Projekt ustawy o zmianie ustawy o podatku dochodowym od osób prawnych oraz ustawy o podatku od niektórych instytucji finansowych

On 26 August 2025, preliminary remarks to the bill amending the Act on Social Insurance System and certain other acts were added to the list of legislative work and policies of the Council of Ministers. The primary goal thereof is to enable the Social Insurance Institution (ZUS) to prepare draft insurance documents, which would then be approved by the contribution remitter. The bill provides, among other measures, for the introduction of a single insurance file (Polish: Jednolity Plik Ubezpieczeniowy, JPU), which will compile data and information concerning both the contribution remitter and the insured person, to be submitted by the contribution remitter via eZUS electronic platform (PUE ZUS).

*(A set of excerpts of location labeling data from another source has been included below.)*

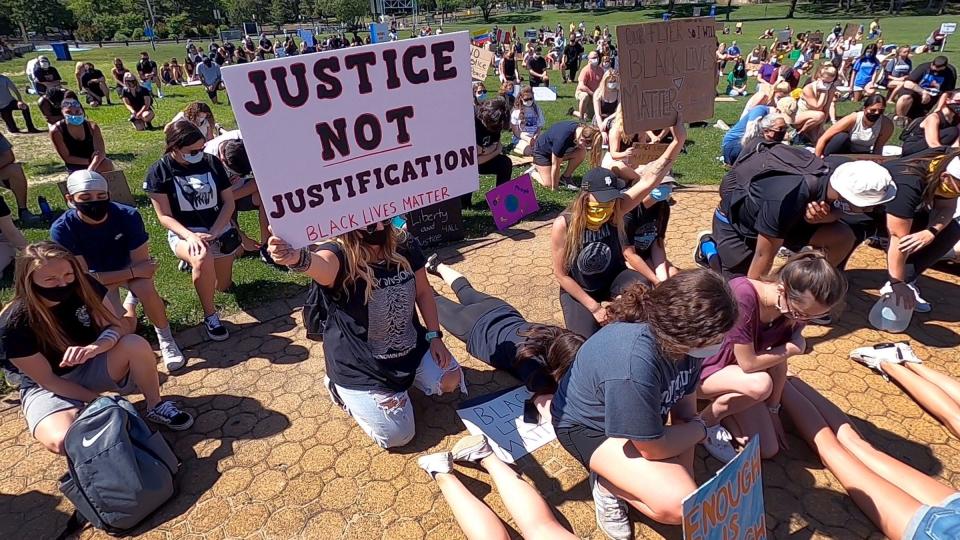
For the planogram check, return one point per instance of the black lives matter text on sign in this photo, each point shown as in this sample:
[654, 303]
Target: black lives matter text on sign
[666, 68]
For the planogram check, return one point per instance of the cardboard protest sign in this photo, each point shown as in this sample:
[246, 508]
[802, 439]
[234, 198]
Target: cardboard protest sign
[512, 201]
[729, 505]
[342, 139]
[480, 60]
[441, 222]
[499, 416]
[666, 68]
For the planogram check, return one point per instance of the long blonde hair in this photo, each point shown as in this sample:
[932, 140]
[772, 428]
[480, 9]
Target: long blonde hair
[44, 323]
[577, 225]
[359, 256]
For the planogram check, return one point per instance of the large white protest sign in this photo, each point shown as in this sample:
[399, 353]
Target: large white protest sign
[343, 139]
[500, 418]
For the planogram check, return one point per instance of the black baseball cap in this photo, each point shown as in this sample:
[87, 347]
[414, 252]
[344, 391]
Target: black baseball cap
[602, 184]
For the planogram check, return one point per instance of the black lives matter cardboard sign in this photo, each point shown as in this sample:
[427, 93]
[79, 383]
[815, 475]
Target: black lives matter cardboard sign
[667, 68]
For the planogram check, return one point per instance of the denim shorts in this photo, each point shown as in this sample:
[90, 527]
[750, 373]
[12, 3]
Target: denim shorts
[941, 522]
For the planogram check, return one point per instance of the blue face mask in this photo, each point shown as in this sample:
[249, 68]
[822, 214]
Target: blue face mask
[662, 192]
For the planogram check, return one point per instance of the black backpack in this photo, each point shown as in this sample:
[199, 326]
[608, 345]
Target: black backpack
[760, 159]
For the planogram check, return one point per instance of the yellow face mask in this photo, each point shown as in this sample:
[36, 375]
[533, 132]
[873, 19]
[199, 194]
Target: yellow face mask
[598, 214]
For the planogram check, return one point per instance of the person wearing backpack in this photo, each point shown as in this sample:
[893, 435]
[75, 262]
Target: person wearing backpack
[69, 345]
[778, 196]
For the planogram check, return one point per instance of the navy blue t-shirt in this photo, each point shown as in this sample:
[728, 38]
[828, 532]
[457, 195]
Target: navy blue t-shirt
[622, 385]
[106, 246]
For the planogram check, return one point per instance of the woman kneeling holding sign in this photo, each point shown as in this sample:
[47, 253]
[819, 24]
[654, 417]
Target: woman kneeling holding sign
[375, 346]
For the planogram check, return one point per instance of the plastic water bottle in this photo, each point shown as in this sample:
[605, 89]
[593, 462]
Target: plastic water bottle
[44, 207]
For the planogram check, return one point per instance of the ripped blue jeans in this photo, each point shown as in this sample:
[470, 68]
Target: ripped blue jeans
[387, 416]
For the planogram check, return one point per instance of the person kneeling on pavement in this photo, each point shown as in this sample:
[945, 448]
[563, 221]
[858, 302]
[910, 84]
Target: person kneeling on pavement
[376, 348]
[110, 242]
[69, 345]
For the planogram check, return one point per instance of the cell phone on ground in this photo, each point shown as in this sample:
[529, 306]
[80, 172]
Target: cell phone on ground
[530, 413]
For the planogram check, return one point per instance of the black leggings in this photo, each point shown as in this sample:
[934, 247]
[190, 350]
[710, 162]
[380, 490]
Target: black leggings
[460, 318]
[577, 318]
[947, 137]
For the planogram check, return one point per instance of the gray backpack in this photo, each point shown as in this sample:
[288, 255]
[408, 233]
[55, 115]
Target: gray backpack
[119, 470]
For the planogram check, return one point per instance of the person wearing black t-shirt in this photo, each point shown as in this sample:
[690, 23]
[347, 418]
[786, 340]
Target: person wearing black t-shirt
[757, 216]
[376, 347]
[138, 100]
[646, 229]
[920, 220]
[69, 346]
[95, 83]
[537, 65]
[193, 198]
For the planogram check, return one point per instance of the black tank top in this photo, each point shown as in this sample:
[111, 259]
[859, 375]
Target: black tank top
[77, 147]
[600, 260]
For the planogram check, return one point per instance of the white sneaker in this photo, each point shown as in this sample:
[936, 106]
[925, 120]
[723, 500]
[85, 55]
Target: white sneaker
[611, 512]
[433, 464]
[719, 444]
[472, 448]
[173, 358]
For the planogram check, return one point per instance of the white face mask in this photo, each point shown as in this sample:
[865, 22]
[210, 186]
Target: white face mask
[705, 352]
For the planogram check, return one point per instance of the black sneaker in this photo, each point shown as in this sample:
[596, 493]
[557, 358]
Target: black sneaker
[215, 329]
[167, 414]
[433, 261]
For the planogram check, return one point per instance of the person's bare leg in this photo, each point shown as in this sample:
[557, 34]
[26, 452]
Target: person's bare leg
[531, 513]
[655, 488]
[928, 395]
[476, 519]
[133, 355]
[917, 484]
[887, 506]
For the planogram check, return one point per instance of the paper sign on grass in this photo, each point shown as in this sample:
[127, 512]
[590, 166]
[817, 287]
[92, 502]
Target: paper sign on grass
[512, 201]
[729, 505]
[342, 139]
[666, 68]
[499, 416]
[480, 60]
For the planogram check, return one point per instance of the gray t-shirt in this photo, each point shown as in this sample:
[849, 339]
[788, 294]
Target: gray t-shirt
[622, 385]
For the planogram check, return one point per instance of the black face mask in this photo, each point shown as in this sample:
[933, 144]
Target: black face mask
[56, 294]
[95, 210]
[375, 238]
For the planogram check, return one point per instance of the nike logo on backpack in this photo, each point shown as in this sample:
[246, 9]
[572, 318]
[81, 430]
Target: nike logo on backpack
[87, 442]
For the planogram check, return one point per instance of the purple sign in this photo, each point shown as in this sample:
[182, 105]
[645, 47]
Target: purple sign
[512, 201]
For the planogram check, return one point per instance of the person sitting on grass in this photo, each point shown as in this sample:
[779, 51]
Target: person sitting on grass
[611, 408]
[192, 196]
[745, 379]
[79, 140]
[139, 101]
[901, 501]
[527, 121]
[69, 345]
[532, 514]
[111, 243]
[863, 132]
[376, 348]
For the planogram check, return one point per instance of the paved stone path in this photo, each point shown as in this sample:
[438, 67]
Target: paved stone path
[269, 457]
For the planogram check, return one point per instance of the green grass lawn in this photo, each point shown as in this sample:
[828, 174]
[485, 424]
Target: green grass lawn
[255, 282]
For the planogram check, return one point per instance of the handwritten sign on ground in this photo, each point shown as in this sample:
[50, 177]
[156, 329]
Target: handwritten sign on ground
[499, 416]
[512, 201]
[480, 59]
[729, 505]
[359, 140]
[666, 68]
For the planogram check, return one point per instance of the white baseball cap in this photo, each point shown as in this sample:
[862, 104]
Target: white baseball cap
[85, 180]
[863, 183]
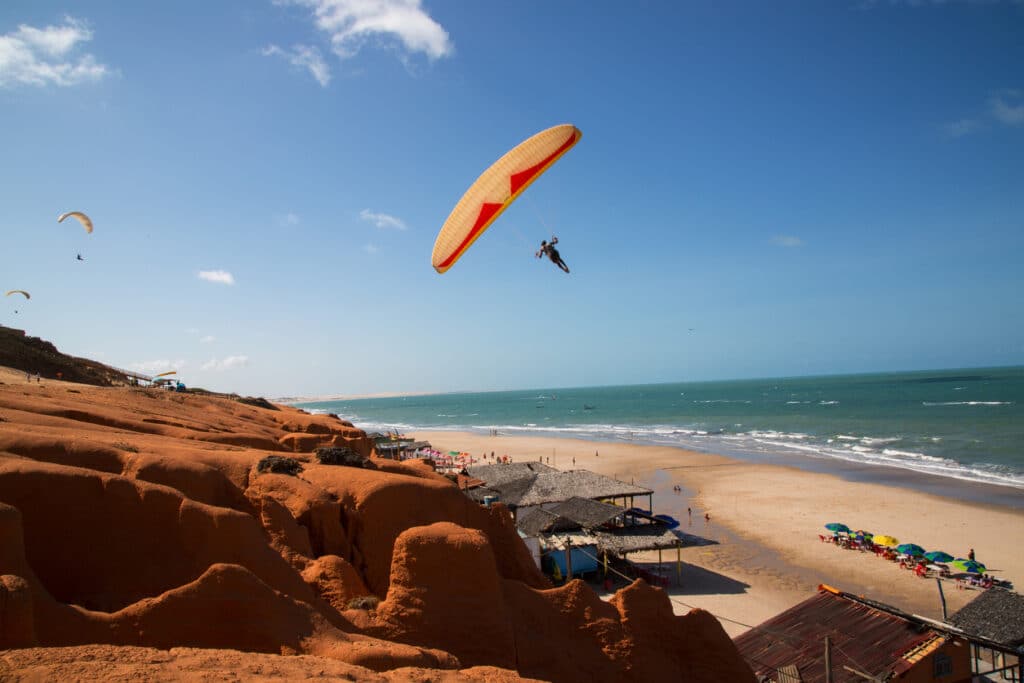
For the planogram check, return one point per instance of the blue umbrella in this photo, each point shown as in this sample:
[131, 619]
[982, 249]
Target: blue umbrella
[938, 556]
[968, 566]
[911, 549]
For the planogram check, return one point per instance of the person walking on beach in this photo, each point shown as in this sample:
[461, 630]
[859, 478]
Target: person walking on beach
[552, 253]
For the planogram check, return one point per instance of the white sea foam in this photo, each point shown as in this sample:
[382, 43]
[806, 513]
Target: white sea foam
[969, 402]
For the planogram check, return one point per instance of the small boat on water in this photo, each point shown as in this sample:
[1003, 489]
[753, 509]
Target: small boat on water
[672, 522]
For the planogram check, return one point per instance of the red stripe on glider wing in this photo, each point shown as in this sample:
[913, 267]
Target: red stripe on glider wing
[487, 211]
[517, 180]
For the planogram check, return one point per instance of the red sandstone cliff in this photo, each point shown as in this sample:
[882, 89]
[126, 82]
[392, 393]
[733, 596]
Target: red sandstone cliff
[133, 519]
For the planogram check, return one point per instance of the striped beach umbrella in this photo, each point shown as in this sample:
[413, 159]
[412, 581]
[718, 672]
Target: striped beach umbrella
[968, 566]
[938, 556]
[910, 549]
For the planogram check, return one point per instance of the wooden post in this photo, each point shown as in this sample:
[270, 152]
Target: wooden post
[942, 597]
[828, 678]
[679, 564]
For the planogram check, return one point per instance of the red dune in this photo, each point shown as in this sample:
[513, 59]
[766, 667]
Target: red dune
[133, 519]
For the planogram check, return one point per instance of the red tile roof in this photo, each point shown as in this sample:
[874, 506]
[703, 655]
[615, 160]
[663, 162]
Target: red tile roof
[862, 637]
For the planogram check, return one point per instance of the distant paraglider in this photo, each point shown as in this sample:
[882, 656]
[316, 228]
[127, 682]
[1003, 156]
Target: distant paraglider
[22, 292]
[82, 218]
[497, 188]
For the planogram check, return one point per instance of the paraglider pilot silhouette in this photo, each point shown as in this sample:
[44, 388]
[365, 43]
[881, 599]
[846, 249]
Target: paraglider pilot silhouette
[552, 253]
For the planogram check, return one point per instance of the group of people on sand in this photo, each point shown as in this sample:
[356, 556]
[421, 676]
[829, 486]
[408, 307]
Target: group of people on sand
[919, 565]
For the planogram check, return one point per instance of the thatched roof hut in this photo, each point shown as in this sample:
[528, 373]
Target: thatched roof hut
[574, 513]
[523, 484]
[996, 614]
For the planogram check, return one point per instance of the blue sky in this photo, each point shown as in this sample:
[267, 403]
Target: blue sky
[762, 188]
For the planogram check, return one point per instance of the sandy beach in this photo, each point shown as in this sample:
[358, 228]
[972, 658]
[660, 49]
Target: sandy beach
[766, 520]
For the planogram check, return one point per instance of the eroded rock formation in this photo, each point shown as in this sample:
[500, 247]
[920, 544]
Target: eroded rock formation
[139, 518]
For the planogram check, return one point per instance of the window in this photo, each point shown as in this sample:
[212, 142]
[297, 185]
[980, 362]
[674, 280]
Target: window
[942, 665]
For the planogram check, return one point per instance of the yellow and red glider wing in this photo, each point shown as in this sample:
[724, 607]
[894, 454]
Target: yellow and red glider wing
[497, 188]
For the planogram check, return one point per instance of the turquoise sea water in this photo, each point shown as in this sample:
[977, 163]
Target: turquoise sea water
[964, 425]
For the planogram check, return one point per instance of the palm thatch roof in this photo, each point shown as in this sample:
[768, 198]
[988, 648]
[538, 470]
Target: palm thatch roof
[572, 514]
[535, 483]
[496, 475]
[996, 614]
[624, 540]
[556, 486]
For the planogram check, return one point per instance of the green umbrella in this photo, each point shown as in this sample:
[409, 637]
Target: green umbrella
[911, 549]
[968, 566]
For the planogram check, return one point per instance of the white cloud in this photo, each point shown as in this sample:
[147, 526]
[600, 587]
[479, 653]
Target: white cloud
[40, 56]
[220, 276]
[227, 364]
[157, 367]
[962, 127]
[1008, 107]
[303, 56]
[350, 24]
[786, 241]
[382, 219]
[289, 219]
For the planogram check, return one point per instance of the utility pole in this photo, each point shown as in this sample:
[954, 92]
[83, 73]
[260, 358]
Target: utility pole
[828, 678]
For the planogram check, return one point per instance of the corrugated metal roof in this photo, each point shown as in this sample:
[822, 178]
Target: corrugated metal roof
[862, 637]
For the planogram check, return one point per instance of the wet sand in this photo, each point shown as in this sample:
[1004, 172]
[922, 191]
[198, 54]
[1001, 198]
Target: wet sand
[766, 519]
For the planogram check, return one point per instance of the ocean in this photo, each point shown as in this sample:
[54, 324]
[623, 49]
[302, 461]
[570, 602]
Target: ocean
[961, 425]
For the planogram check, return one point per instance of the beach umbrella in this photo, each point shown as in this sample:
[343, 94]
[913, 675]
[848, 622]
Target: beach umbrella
[968, 566]
[938, 556]
[911, 549]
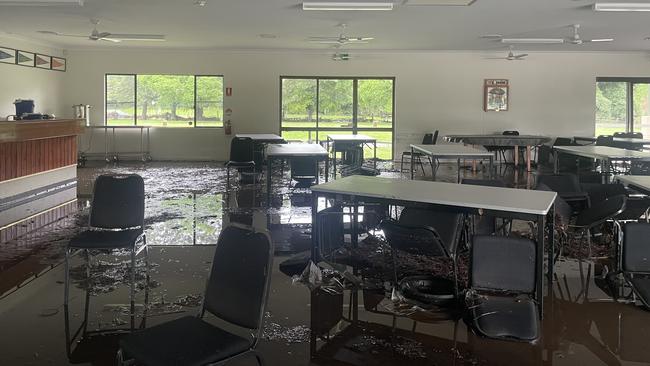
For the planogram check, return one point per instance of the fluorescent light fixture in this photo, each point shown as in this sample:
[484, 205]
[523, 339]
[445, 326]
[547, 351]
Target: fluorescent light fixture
[622, 7]
[345, 6]
[532, 40]
[41, 2]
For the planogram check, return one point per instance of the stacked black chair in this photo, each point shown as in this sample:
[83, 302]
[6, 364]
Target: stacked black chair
[636, 260]
[236, 293]
[501, 302]
[242, 157]
[428, 139]
[116, 223]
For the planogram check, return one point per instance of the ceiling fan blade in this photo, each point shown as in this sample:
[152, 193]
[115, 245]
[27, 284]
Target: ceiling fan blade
[134, 37]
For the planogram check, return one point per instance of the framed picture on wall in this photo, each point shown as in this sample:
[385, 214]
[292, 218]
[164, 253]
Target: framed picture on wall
[7, 55]
[25, 58]
[496, 93]
[58, 64]
[43, 61]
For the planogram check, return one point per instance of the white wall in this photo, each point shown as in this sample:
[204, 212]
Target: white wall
[551, 93]
[45, 87]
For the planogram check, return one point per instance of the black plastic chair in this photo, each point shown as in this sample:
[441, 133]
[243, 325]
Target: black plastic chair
[636, 260]
[428, 139]
[500, 301]
[237, 291]
[242, 157]
[449, 224]
[487, 225]
[116, 222]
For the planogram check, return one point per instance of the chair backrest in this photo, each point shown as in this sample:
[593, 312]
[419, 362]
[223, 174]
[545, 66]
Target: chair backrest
[242, 149]
[303, 168]
[413, 239]
[238, 284]
[560, 182]
[503, 263]
[118, 202]
[602, 211]
[484, 182]
[448, 224]
[636, 247]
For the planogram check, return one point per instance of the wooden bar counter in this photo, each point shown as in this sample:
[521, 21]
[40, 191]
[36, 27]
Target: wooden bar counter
[38, 166]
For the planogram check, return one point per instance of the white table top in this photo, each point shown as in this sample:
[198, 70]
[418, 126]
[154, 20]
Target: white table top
[353, 138]
[260, 136]
[451, 150]
[641, 181]
[602, 152]
[295, 150]
[440, 193]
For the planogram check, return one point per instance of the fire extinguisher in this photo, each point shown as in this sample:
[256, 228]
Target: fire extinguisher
[227, 127]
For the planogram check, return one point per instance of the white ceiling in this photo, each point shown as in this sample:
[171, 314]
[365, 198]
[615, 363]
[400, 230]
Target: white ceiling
[237, 24]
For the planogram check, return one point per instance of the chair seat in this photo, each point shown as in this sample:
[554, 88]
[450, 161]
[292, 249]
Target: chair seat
[187, 341]
[509, 318]
[641, 287]
[105, 239]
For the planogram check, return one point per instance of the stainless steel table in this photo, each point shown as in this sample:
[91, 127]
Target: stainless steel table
[287, 151]
[353, 139]
[604, 154]
[457, 151]
[503, 140]
[511, 203]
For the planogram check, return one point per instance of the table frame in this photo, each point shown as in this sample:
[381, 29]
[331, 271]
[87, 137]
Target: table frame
[354, 199]
[478, 154]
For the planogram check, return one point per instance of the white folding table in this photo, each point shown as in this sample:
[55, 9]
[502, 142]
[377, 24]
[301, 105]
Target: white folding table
[604, 154]
[352, 139]
[511, 203]
[456, 151]
[288, 151]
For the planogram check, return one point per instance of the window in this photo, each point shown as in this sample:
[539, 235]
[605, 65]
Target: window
[164, 100]
[622, 105]
[312, 108]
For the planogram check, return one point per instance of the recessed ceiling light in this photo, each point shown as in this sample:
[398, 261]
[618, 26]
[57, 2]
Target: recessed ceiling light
[345, 6]
[440, 2]
[622, 7]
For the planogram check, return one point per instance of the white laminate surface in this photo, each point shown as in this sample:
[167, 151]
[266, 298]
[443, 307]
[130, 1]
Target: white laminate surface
[603, 152]
[289, 150]
[440, 193]
[449, 150]
[641, 181]
[260, 136]
[355, 138]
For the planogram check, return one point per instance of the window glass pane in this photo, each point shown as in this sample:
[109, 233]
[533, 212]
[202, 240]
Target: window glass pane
[375, 105]
[641, 96]
[335, 103]
[611, 107]
[120, 100]
[165, 100]
[298, 103]
[209, 101]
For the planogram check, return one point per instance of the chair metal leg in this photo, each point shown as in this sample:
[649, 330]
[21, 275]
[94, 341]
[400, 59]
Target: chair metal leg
[132, 297]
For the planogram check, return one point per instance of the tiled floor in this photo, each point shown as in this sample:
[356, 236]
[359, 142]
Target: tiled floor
[186, 205]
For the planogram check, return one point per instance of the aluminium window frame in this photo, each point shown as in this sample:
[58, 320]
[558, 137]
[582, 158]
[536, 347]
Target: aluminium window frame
[135, 96]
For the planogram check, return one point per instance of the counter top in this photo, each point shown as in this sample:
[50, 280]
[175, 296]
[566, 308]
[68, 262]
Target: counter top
[16, 131]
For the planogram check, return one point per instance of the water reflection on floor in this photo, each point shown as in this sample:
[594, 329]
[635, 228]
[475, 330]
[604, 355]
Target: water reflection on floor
[186, 207]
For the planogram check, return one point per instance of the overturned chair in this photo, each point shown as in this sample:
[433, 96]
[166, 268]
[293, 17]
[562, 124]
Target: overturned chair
[500, 302]
[237, 291]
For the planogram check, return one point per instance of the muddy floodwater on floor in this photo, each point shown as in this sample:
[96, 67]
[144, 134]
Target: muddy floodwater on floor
[347, 313]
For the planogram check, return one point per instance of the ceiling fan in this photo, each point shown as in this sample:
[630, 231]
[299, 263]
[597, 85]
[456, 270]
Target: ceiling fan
[575, 39]
[511, 56]
[95, 35]
[342, 39]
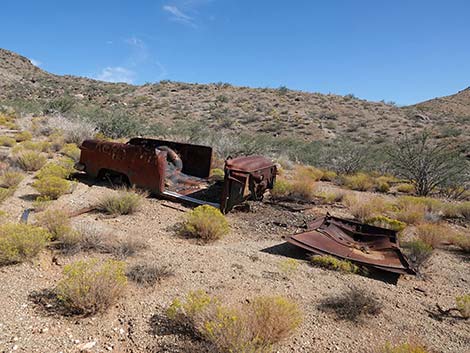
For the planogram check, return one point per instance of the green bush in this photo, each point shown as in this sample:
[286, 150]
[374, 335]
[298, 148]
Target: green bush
[255, 326]
[20, 242]
[52, 186]
[89, 287]
[72, 151]
[121, 202]
[31, 160]
[206, 223]
[11, 178]
[7, 141]
[332, 263]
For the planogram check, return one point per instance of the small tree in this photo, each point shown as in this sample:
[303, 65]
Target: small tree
[426, 164]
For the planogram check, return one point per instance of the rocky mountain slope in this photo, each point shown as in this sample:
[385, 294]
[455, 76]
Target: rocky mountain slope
[223, 107]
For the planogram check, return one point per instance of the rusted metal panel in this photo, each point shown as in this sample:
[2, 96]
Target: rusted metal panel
[354, 241]
[179, 170]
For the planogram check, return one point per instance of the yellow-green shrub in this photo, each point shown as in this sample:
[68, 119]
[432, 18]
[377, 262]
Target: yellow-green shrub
[61, 169]
[11, 178]
[7, 141]
[252, 327]
[205, 222]
[30, 160]
[89, 287]
[359, 181]
[463, 305]
[386, 222]
[71, 150]
[20, 242]
[52, 186]
[406, 188]
[23, 136]
[332, 263]
[120, 202]
[433, 234]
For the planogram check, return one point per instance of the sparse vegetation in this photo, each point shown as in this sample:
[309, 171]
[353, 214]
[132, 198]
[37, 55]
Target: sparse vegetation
[147, 274]
[332, 263]
[252, 327]
[30, 160]
[89, 287]
[352, 305]
[21, 242]
[206, 223]
[121, 202]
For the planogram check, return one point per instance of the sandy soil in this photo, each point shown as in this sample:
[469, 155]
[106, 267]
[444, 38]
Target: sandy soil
[248, 262]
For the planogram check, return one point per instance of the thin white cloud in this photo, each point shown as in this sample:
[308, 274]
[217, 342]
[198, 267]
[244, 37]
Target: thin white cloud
[116, 74]
[35, 62]
[179, 16]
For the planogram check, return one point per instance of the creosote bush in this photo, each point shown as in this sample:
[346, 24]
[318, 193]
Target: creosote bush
[21, 242]
[463, 305]
[52, 186]
[121, 202]
[352, 305]
[30, 160]
[206, 223]
[89, 287]
[332, 263]
[255, 326]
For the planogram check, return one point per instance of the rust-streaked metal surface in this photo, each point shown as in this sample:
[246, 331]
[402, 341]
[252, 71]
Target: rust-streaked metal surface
[179, 170]
[354, 241]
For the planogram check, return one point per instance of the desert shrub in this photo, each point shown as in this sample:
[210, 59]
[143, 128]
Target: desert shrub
[463, 305]
[147, 274]
[352, 305]
[426, 164]
[328, 175]
[11, 178]
[30, 160]
[89, 287]
[364, 208]
[121, 202]
[332, 263]
[252, 327]
[417, 252]
[405, 188]
[359, 181]
[433, 234]
[72, 151]
[23, 136]
[7, 141]
[386, 222]
[20, 242]
[61, 169]
[52, 186]
[205, 222]
[406, 347]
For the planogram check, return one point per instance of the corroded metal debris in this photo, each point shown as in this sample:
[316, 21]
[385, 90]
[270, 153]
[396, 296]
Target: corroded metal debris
[361, 243]
[178, 170]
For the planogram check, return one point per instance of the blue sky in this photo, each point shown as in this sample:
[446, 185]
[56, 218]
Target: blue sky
[402, 51]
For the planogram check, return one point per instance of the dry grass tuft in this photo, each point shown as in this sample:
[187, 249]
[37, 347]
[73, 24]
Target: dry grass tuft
[206, 223]
[89, 287]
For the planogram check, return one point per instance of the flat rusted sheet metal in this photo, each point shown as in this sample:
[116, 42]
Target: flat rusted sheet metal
[354, 241]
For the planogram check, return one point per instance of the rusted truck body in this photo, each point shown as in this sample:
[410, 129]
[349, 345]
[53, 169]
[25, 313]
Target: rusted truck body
[178, 170]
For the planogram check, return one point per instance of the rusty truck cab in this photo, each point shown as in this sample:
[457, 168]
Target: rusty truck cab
[149, 164]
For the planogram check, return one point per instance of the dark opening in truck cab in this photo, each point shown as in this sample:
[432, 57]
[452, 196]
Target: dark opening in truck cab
[178, 170]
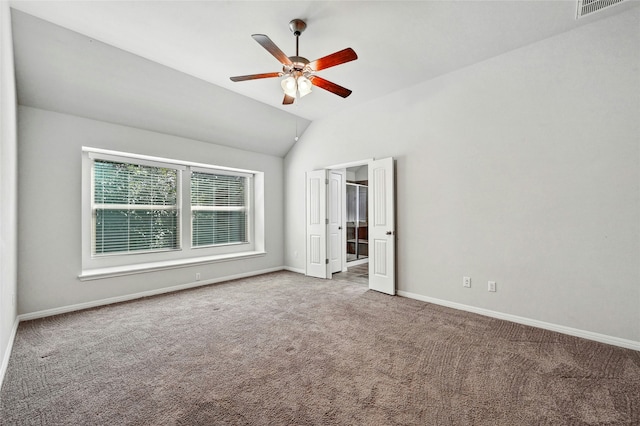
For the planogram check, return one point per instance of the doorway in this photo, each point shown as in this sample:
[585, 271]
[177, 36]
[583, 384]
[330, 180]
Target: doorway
[373, 229]
[357, 218]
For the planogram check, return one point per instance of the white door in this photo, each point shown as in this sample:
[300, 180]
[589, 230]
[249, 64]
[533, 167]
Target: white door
[317, 260]
[336, 196]
[382, 238]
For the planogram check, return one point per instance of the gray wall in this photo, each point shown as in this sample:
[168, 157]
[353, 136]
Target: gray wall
[8, 188]
[49, 258]
[523, 169]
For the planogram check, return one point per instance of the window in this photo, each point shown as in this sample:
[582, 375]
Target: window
[148, 213]
[135, 208]
[218, 209]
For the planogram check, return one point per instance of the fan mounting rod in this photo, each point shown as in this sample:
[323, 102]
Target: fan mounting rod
[297, 27]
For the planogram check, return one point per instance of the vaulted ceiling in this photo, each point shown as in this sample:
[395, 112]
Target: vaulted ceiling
[165, 65]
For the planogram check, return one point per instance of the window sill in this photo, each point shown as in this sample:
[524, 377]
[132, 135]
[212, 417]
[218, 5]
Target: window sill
[118, 271]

The amendments will also allow contribution remitters to transmit to ZUS the data contained in the JPU. The changes are to be implemented in stages: as of 1 January 2028, for individuals settling contributions for their own insurance, and as of 1 January 2031, for all other contribution remitters. The bill is expected to be passed by the Council of Ministers in Q1 2026.

Założenia do projektu ustawy o zmianie ustawy o systemie ubezpieczeń społecznych oraz niektórych innych ustaw

On 26 August 2025, the key assumptions for the draft resolution on the adoption of a national strategy to combat money laundering and terrorist financing were added to the list of legislative work and policies of the Council of Ministers. The proposed resolution focuses on strengthening and enhancing the effectiveness of activities and analyses conducted by financial analysis units, including the Minister of Finance and Economy as the supreme authority, the General Inspector of Financial Information, and cooperating bodies, in line with a risk-based approach, bolstering AML/CFT frameworks within obliged institutions by addressing identified risks, providing expert support, as well as introducing amendments to domestic laws. The bill is expected to be passed by the Council of Ministers in Q4 2025.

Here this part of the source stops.